TMX 2.0 comments

hide

TMX 2.0 Comments

This wiki contains a log of comments received about the March 10, 2009 draft of TMX 2.0 (http://http://www.lisa.org/fileadmin/standards/tmx2_2009_03_09.html). Comments should be sent to Arle Lommel at arle@lisa.org.

See comments at http://http://lists.oasis-open.org/archives/xliff/200903/threads.html#00019

Discussion on XLIFF mailing list


Here are some general comments from the XLIFF committee:

  • Numerous requests to remove <sub> and represent it in another way in order to simplify markup
  • They would like to see <itag> recast in a way that makes it a node where the content is text rather than markup
  • There is considerable interest still in unifying the content markup approaches

From Oliver Christ (SDL)

Inclusion of segmentation rules

Often TMX files contain a mix of translation units generated in contexts with different, potentially conflicting segmentation rules, and the same TU may also be the result of multiple segmentation rule sets.

If SRX rules are to be included in the TM, one could argue that by the same token details about the filtering process should be included, as filter-level settings obviously significantly affect the segmentation process (e.g. whether HTML's <br/> should be treated internal or external). Such settings may be user-specific, not application-specific.

TMs typically also contain a mixture of TUs from various sources (document formats, TMs, TM applications and versions). It is therefore hard, if not impossible, to specify a single segmentation rules set which would be valid for the whole TM as soon as the TM contains such legacy data.

It therefore does not seem to be too useful to include segmentation rules in a TMX file, but rather to include them in a translation package. Otherwise, a TM application would need to ensure that TUs which were generated by a conflicting set of segmentation rules cannot be imported, otherwise the data in that TMX document would be inconsistent.

^^Tags

It may be useful to offer a simplified representation for tags in cases where the bracketing of paired tags in the TU is compliant with standard XML bracketing rules. This could simplify processing, but would require the introduction of a new element (similar to XLIFF’s <g>).

^^TU Groups

TU groups seem to primarily serve the purpose of being able to partially recreate the original (bilingual) document segment order from a TMX file. However, the same TU typically occurs in several documents, or may be used in multiple locations in a document.

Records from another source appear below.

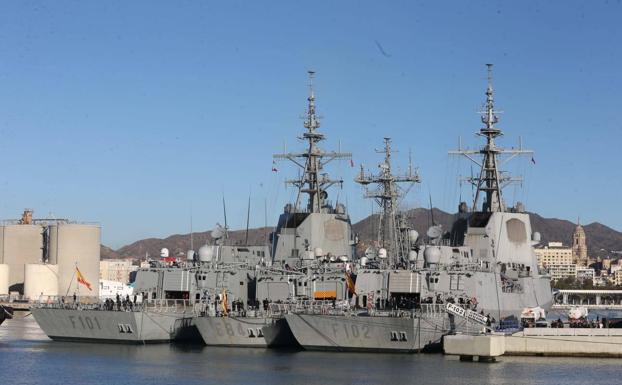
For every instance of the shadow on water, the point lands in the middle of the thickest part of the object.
(29, 357)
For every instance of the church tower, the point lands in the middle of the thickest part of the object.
(579, 247)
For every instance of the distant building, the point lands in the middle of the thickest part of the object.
(562, 271)
(579, 246)
(116, 270)
(606, 263)
(554, 254)
(584, 273)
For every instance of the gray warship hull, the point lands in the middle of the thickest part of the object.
(232, 331)
(367, 333)
(126, 327)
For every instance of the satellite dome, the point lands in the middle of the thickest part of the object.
(206, 253)
(536, 237)
(413, 235)
(435, 232)
(432, 255)
(371, 253)
(340, 209)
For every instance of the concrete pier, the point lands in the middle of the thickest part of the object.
(484, 346)
(575, 342)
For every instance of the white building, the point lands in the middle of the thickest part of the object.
(584, 273)
(110, 289)
(554, 254)
(117, 270)
(561, 271)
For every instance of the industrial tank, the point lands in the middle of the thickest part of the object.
(4, 279)
(75, 245)
(20, 244)
(40, 280)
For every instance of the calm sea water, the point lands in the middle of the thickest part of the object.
(27, 356)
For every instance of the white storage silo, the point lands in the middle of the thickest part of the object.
(75, 245)
(40, 280)
(19, 245)
(4, 279)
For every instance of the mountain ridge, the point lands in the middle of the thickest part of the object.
(601, 239)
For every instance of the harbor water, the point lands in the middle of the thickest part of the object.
(27, 356)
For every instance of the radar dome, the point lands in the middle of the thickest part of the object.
(340, 209)
(432, 255)
(435, 232)
(536, 237)
(371, 253)
(463, 208)
(382, 253)
(413, 235)
(206, 253)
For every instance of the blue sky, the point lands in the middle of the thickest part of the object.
(134, 114)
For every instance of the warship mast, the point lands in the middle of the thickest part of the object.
(386, 196)
(491, 179)
(313, 181)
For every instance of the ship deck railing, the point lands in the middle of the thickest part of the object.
(277, 310)
(173, 306)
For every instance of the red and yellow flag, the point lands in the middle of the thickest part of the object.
(350, 284)
(83, 280)
(225, 305)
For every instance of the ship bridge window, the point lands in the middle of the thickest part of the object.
(479, 219)
(394, 335)
(516, 230)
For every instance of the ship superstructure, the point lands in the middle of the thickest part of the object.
(485, 263)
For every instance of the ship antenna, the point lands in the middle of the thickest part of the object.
(312, 181)
(490, 181)
(386, 195)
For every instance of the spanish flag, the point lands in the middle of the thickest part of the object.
(225, 305)
(350, 284)
(82, 280)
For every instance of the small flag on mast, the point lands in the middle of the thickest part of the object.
(83, 280)
(350, 284)
(225, 304)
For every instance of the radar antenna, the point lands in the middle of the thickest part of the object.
(313, 181)
(491, 179)
(386, 195)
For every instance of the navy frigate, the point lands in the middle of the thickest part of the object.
(485, 264)
(309, 248)
(166, 298)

To resolve this, either the TUs need to be duplicated in the TMX file (and each having its own TU group information), or one would need a mechanism to associate a TU with its locations in multiple documents.

Further, TU group information is associated at the TU level. However, TUs can be multilingual (contain segments in more than two languages, or contain e.g. multiple target segments in the same language). Clearly, if a TU has a single source, but multiple target segments, the TU locations will differ for each target segment. This cannot be expressed in the current model, other than by duplicating the TU, which in turn would mandate a purely bilingual TU model at least on the TMX level. It seems that the current TU Group model and the idea of multilingual TUs are incompatible.

^^"Per-Document TM"

Inclusion of segmentation rules, TU groups, and the remarks in section 5 (TMX Compliance) indicate that TMX 2.0 is intended to become a per-document TM representation, which is not the way how most TMs are used today.

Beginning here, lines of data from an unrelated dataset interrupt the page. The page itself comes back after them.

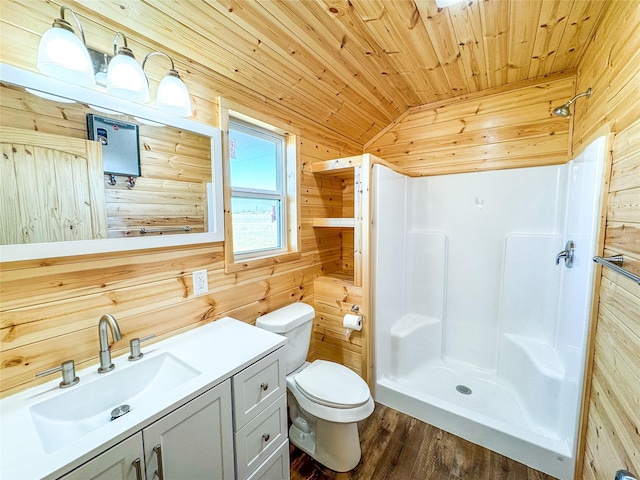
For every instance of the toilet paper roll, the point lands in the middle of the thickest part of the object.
(351, 322)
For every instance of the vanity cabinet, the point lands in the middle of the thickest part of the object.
(235, 430)
(260, 420)
(193, 442)
(117, 463)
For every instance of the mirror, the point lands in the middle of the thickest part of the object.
(177, 200)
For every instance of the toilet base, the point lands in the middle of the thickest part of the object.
(334, 445)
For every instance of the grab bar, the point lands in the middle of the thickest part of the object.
(615, 263)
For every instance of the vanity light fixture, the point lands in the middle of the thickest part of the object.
(563, 110)
(62, 55)
(172, 96)
(125, 78)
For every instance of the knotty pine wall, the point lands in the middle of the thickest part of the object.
(491, 129)
(611, 66)
(49, 308)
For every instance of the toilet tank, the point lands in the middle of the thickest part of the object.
(295, 322)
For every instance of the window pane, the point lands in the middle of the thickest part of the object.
(254, 160)
(256, 224)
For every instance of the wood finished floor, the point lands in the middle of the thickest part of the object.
(398, 447)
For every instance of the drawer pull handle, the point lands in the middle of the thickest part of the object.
(159, 472)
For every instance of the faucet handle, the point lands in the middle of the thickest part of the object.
(68, 370)
(134, 344)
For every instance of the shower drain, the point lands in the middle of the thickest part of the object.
(463, 389)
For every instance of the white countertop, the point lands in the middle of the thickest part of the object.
(218, 350)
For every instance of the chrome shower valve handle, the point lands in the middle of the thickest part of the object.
(567, 254)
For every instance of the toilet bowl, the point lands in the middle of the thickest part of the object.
(325, 399)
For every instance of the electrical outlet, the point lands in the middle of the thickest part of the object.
(200, 282)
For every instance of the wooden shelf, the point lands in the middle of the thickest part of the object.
(334, 222)
(339, 277)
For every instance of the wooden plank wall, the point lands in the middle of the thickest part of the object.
(334, 295)
(611, 66)
(49, 308)
(486, 130)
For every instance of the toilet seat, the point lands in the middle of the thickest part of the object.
(332, 385)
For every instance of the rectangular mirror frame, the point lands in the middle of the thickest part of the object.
(22, 78)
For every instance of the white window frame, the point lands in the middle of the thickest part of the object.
(279, 194)
(290, 209)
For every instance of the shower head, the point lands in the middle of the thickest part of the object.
(563, 110)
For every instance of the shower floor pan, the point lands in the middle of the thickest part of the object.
(474, 404)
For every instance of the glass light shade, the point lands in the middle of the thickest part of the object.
(125, 79)
(173, 97)
(63, 56)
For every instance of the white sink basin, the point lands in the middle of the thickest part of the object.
(86, 407)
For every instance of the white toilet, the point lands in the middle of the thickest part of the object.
(325, 399)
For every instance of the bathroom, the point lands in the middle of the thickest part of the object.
(56, 303)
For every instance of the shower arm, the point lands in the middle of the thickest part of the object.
(583, 94)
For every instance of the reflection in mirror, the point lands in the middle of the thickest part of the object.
(55, 188)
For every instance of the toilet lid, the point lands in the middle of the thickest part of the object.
(332, 384)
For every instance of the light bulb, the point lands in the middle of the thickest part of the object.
(63, 56)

In particular, section 5 (Compliance) reads,

The tool XYZ supports TMX Export if the TMX document created by tool XYZ contains all the information required to re-create the translated document without loss of text, data or formatting.

The tool XYZ supports TMX Import if any TMX document containing all the information required to re-create the translated document (…), can be imported in tool XYZ and effectively be used to re-create the translated document without loss of text, data or formatting.

This seems to indicate that TMX 2.0 is intended to become a representation of the (textual portions of a) bilingual version of a document, i.e. a substitute for XLIFF. This is a significant change (and restriction) to previous versions of the standard and does not reflect the way how TMX (or TMs) are used today.

More importantly, it seems to me that the compliance criteria significantly restrict the design and functionality of a TM application. In particular,

  • If the TM engine chooses not to disambiguate translations and only maintains a single translation per source segment,
  • or the TM engine allows users to interactively override segmentation during translation (i.e. join or split segments),
  • or the TM engine chooses not to emit or process TU Group information (which are optional),
  • or the TM engine chooses not to include the segmentation rules in the TMX file (which are optional),
  • or the TM engine does not use SRX for segmentation,

that TM engine cannot be TMX 2.0 compliant by definition, since the type of roundtripping required in the compliance criteria does not seem to be feasible. Compliance therefore seems to impose significant restrictions and requirements on the design and functionality of a TM application.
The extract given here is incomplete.